Onttrekking algemene reserve
In het Bestuurlijk Overleg Financiële Verhoudingen hebben de VNG, provincies en het Rijk afgesproken dat gemeenten onder bepaalde voorwaarden een deel van de algemene reserve (incidentele middelen) mogen inzetten ter dekking van structurele lasten. De maatregel is geen oplossing voor structurele tekorten, maar geeft gemeenten meer tijd om structurele knelpunten op te lossen. Of en in hoeverre we deze maatregel daadwerkelijk inzetten wordt in overleg met de Provincie bij de Begroting 2025 betrokken.
Het tekort wordt voor een groot deel veroorzaakt door stijgende kosten in het sociaal domein. Om negatieve financiële effecten in het sociaal domein op te kunnen vangen is in het verleden de reserve sociaal domein ingesteld. Indien er vanuit de hiervoor genoemde maatregel een onttrekking uit de algemene reserve zal worden gedaan, zal daarom de algemene reserve voor het gelijke bedrag worden aangevuld vanuit de reserve sociaal domein.
Organisatie
In hoofdstuk 3 hebben we geschetst dat we een investering in de organisatie mogelijk achten. De achtergrond daarvan is dat we als organisatie staan voor grote opgaven en tegelijk een bijdrage willen leveren aan het verkleinen van het tekort. We werken een plan uit waar beide elementen in naar voren komen. Het rendement van de investering van incidentele middelen is een stapsgewijze netto structurele besparing op de organisatie van 500.000 euro per jaar gedurende drie jaar, waardoor er vanaf 2028 een structurele netto besparing gerealiseerd wordt van 1,5 miljoen euro.
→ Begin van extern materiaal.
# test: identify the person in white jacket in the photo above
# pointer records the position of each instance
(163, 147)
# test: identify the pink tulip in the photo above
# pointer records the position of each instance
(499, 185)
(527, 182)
Overig uit te werken maatregelen Begroting 2025
Voor de Begroting 2025 willen wij concrete aanvullende voorstellen doen om een structureel sluitende jaarschijf 2025 te realiseren. Zo willen wij richting de Begroting 2025 de indexatie van subsidies tegen het licht houden.
In de voorjaarsnota heeft het kabinet aangegeven dat ze het aantal specifieke uitkeringen (SPUK's) wil verminderen door een aantal SPUK's op te nemen in het gemeentefonds. Het kabinet handelt hier vanuit het principe dat financiële middelen vanuit het Rijk aan medeoverheden bij voorkeur bestedingsvrij en zonder oormerk ter beschikking gesteld worden. De activiteiten en bijbehorende budgetten die gekoppeld zijn aan de desbetreffende SPUK's willen wij heroverwegen, zodat een integrale afweging plaats kan vinden over de inzet van deze middelen. Op dit moment is onduidelijk wanneer bekend wordt welke SPUK's het betreft. Het is dus ook niet zeker in hoeverre dit al bij de Begroting 2025 betrokken kan worden.
Daarnaast is er nog een aantal andere maatregelen die wij richting de Begroting 2025 willen onderzoeken, zoals het temporiseren van geplande investeringen en het herijken van een aantal werkbudgetten.